Incêndios batem recorde deste mês desde 1998

El Niño e déficit hídrico podem explicar aumento das ocorrências, diz especialista

iG Minas Gerais | BERNARDO ALMEIDA |

Região metropolitana. Fogo no bairro Vila da Serra, em Nova Lima, foi contido na noite de anteontem
JOAO GODINHO / O TEMPO
Região metropolitana. Fogo no bairro Vila da Serra, em Nova Lima, foi contido na noite de anteontem

O número de focos de incêndios em Minas Gerais bateu recorde para o mês desde 1998, quando as ocorrências passaram a ser reguladas pelo Instituto Nacional de Pesquisas Espaciais (Inpe). Do início do mês até nesta segunda, foram registrados 4.525, superando os 4.424 contabilizados durante todo o mês de outubro de 2003, o recorde anterior. No ano passado, foram 1.221 focos.  

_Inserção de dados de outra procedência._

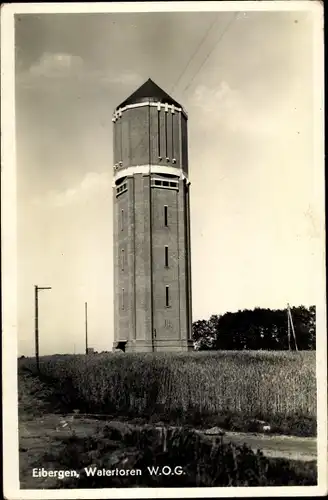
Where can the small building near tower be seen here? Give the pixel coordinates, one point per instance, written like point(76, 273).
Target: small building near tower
point(151, 189)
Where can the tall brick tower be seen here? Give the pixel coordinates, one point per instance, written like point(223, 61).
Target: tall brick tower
point(152, 272)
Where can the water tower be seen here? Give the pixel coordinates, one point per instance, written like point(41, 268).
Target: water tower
point(151, 189)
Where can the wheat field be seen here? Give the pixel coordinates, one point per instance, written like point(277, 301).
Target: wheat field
point(252, 383)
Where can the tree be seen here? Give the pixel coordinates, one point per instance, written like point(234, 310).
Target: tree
point(259, 329)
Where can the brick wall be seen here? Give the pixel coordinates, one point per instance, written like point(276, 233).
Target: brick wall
point(146, 321)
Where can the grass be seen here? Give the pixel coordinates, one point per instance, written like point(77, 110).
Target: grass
point(201, 463)
point(230, 389)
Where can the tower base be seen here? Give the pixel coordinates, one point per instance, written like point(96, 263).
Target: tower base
point(156, 346)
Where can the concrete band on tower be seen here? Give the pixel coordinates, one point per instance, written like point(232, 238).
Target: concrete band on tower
point(152, 268)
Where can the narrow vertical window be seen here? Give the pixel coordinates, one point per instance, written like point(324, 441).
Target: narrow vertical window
point(166, 152)
point(122, 219)
point(166, 256)
point(167, 296)
point(159, 133)
point(122, 260)
point(172, 127)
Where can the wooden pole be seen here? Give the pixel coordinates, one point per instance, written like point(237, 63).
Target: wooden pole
point(36, 327)
point(86, 327)
point(293, 329)
point(36, 305)
point(288, 327)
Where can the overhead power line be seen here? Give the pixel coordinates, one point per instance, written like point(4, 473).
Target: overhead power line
point(212, 50)
point(195, 52)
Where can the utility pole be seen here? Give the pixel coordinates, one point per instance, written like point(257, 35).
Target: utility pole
point(86, 327)
point(36, 302)
point(288, 327)
point(293, 329)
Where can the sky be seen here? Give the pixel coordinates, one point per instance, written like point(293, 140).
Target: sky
point(246, 81)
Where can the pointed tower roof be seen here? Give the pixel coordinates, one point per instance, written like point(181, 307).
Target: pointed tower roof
point(149, 91)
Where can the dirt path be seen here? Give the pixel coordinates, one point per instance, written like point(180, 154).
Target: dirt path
point(290, 447)
point(38, 434)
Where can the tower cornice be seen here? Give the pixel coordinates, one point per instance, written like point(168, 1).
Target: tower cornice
point(159, 105)
point(149, 169)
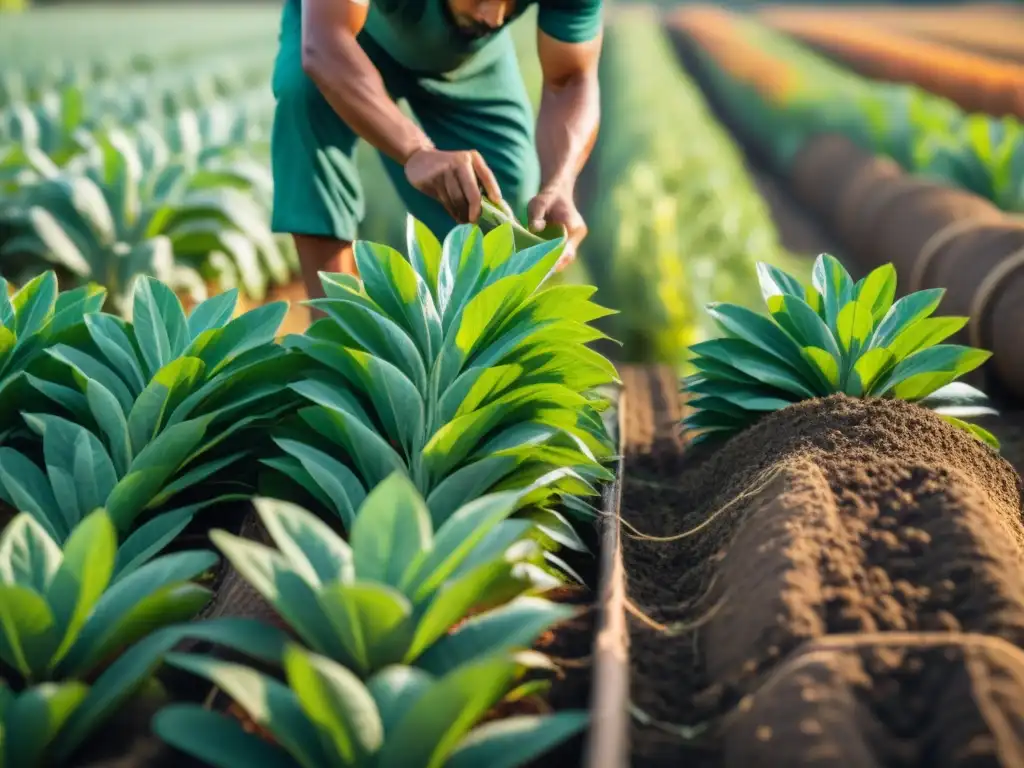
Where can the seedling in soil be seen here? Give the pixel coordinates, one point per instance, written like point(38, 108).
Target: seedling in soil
point(832, 336)
point(131, 416)
point(33, 318)
point(325, 716)
point(392, 592)
point(68, 613)
point(457, 367)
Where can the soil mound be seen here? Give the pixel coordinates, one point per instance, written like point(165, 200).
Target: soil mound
point(834, 518)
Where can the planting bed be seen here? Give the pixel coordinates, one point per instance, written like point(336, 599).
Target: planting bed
point(844, 585)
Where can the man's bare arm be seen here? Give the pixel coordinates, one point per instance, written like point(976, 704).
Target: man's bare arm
point(570, 110)
point(350, 82)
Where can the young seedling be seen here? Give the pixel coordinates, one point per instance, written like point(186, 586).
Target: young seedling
point(457, 368)
point(832, 336)
point(78, 637)
point(325, 717)
point(392, 592)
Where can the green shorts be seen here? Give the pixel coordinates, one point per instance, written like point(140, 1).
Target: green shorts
point(482, 105)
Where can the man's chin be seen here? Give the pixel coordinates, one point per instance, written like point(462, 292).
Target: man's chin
point(475, 33)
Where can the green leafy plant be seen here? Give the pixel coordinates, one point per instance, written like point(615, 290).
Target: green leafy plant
point(392, 593)
point(151, 410)
point(35, 318)
point(84, 628)
point(118, 212)
point(455, 368)
point(833, 336)
point(325, 716)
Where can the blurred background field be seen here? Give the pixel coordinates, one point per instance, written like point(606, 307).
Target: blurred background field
point(133, 138)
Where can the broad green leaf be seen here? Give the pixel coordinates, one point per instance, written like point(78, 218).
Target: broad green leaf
point(824, 363)
point(29, 630)
point(337, 702)
point(112, 623)
point(217, 739)
point(394, 690)
point(515, 741)
point(511, 627)
point(268, 572)
point(268, 702)
point(878, 291)
point(981, 433)
point(311, 548)
point(150, 539)
point(29, 557)
point(924, 334)
point(35, 718)
point(455, 540)
point(934, 364)
point(439, 719)
point(160, 324)
point(30, 491)
point(854, 326)
point(373, 622)
point(82, 578)
point(905, 312)
point(391, 529)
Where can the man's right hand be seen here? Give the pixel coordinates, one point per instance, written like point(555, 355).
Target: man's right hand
point(453, 178)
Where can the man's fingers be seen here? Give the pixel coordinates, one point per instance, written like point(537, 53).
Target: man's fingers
point(456, 196)
point(538, 213)
point(470, 190)
point(486, 178)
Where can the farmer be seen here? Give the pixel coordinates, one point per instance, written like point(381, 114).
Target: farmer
point(343, 65)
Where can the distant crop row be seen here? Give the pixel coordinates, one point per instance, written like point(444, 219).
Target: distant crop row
point(676, 220)
point(782, 93)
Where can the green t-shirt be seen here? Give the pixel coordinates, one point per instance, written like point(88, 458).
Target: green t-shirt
point(421, 35)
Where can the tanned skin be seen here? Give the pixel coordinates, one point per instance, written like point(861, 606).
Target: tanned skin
point(566, 126)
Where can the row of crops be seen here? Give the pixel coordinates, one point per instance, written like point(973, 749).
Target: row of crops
point(438, 441)
point(404, 486)
point(791, 93)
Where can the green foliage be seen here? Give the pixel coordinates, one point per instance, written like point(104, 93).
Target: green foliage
point(391, 594)
point(673, 221)
point(832, 336)
point(69, 612)
point(925, 133)
point(35, 318)
point(456, 368)
point(151, 410)
point(123, 209)
point(325, 716)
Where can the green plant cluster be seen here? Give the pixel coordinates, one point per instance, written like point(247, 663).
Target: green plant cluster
point(419, 458)
point(925, 133)
point(835, 335)
point(675, 215)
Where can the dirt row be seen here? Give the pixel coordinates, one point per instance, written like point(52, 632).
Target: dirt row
point(843, 585)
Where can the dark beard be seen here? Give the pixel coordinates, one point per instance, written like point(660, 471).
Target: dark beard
point(472, 31)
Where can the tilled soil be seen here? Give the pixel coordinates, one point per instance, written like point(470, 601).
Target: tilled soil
point(850, 592)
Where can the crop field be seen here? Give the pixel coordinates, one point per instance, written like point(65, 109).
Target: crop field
point(741, 487)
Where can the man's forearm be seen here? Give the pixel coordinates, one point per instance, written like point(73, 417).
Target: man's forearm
point(355, 90)
point(566, 129)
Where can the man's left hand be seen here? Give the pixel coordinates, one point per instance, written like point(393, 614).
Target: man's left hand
point(555, 206)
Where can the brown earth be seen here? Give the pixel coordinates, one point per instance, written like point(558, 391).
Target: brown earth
point(824, 530)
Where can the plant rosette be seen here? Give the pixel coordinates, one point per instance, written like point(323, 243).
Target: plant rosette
point(324, 716)
point(829, 337)
point(458, 369)
point(148, 413)
point(86, 626)
point(392, 593)
point(33, 318)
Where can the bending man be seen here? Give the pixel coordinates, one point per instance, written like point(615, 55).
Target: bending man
point(341, 70)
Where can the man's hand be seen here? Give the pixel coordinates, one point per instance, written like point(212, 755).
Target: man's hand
point(556, 206)
point(453, 178)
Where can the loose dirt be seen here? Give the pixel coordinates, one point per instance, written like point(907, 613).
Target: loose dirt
point(851, 592)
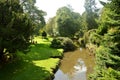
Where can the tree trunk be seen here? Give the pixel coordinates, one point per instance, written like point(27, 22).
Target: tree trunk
point(1, 53)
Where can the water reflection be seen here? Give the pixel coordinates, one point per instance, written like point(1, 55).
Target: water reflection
point(79, 72)
point(75, 66)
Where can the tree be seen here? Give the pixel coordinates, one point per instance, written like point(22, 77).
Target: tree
point(15, 27)
point(90, 14)
point(108, 52)
point(36, 15)
point(51, 27)
point(68, 22)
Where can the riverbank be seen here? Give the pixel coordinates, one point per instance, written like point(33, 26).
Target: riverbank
point(70, 60)
point(39, 63)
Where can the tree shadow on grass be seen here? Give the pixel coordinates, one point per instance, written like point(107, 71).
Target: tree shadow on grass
point(22, 70)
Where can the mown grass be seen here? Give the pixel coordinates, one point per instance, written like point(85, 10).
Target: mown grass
point(37, 64)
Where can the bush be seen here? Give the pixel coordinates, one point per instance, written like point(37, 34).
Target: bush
point(56, 43)
point(44, 34)
point(68, 45)
point(63, 42)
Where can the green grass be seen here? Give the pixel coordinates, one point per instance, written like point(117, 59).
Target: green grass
point(36, 64)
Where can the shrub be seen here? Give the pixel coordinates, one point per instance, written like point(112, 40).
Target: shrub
point(56, 43)
point(44, 34)
point(68, 45)
point(63, 42)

Meteorologista do instituto TempoClima, Heriberto dos Anjos atribui o ano atípico para queimadas a duas causas climáticas. “O aumento do efeito do El Niño, que estava atuando de forma fraca a moderada desde janeiro, é responsável pelas altas temperaturas. Há também um bloqueio atmosférico que se aproximou do continente, o que não é comum, e desde janeiro tem impedido o avanço de frentes frias do Sul do país e que chegavam pelo litoral. Isso permite a atuação de uma massa de ar quente e seco. Assim, o período chuvoso não foi tão chuvoso, e o período seco foi extremamente seco”, explica.

Segundo ele, desde o início do ano, tem chovido menos que a média, exceto em abril, quando choveu mais do que o esperado, mas sem compensar os demais meses. “Tivemos um déficit hídrico”, diz.

Chuvas. No último fim de semana, pancadas de chuva isoladas atingiram a região metropolitana de Belo Horizonte e aliviaram o calor e a formação de queimadas, de acordo com o TempoClima. A previsão para os próximos dias é de instabilidade, com chuvas até quinta-feira e no domingo.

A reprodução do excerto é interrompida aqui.